If you’re like me, you may be worried about the data charges that could take place when accessing all of these apps, well there’s no need to fear. 9 times out of 10, wherever you land in the city, there will be Wi-Fi—FREE Wi-Fi. Not only in local coffee shops or big businesses, but at the bus stops as well. Korea, Seoul in particular, is so far advanced in the technological aspect. You cannot even ride down the street without seeing advertisements for Samsung (way more popular than Apple here) and Korean telecommunications service Olleh.
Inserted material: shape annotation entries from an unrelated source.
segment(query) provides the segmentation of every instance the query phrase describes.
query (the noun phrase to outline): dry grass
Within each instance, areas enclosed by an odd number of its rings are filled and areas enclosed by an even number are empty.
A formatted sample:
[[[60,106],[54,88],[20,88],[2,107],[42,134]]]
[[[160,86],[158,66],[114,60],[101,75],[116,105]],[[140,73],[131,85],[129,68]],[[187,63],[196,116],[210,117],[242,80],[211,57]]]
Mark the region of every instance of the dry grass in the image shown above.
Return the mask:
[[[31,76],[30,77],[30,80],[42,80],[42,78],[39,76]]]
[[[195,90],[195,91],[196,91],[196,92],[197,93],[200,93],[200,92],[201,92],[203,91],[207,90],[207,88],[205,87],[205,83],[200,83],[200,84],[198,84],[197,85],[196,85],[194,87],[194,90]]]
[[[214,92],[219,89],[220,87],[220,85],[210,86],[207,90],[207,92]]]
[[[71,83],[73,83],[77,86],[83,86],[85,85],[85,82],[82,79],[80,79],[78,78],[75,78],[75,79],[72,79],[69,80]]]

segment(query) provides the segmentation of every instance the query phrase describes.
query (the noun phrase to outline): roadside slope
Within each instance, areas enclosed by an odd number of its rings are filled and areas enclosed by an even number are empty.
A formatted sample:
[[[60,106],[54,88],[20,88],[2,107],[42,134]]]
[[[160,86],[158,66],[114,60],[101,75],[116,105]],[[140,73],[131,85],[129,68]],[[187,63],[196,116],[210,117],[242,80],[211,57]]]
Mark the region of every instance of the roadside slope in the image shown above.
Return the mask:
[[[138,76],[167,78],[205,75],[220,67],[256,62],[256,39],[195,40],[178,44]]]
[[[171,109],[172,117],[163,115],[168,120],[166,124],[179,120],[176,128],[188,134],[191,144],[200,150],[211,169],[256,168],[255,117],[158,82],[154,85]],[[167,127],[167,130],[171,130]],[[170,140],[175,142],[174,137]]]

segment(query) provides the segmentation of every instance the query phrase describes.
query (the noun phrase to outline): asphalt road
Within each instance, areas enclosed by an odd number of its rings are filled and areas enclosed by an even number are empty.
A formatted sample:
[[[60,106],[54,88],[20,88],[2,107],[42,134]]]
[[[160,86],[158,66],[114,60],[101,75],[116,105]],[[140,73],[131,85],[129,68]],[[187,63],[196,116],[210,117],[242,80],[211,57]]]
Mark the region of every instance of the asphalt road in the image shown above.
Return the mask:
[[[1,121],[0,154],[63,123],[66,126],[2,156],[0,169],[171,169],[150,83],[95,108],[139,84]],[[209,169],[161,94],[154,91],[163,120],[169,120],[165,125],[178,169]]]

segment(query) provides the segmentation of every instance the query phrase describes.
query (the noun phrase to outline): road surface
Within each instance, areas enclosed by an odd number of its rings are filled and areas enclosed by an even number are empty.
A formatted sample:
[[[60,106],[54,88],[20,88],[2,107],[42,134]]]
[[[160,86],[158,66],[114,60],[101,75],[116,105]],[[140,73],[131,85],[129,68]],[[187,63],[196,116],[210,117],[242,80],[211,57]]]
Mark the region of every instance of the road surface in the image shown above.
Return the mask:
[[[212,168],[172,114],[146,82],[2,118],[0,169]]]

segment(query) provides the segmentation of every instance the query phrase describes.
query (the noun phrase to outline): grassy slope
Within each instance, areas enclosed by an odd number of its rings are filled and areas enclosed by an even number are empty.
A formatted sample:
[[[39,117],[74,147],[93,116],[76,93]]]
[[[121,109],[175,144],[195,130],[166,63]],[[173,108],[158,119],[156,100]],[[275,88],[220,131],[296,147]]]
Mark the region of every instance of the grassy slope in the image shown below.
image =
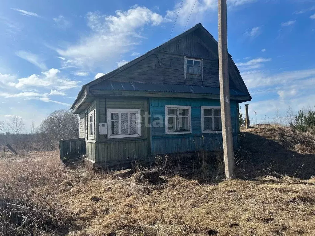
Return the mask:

As for social media, Facebook is a popular source of entertainment and information about Korean citizens. After talking to students and some of the employees at my office, I learned that Facebook is probably the most widely used social app in Korea, right after KakaoTalk of course. Facebook is so prevalent, that it is the main tool I use for my internship. Sharing information about my travels via Facebook as well as the Korean blog and hosting service, Naver, are the central means of communication flow between foreigners and Koreans.
Technology outside of social media is astounding here too. Being the blossoming city that it is, Seoul has moved away from traditional lock and key. Most buildings, new and old, do not feature dead bolts and locks, but are equipped with computerized dial pads or locks that are opened with chip-enabled key fobs. Overall, I’ve been amazed with how advanced this city and this country is.
America may have some catching up to do!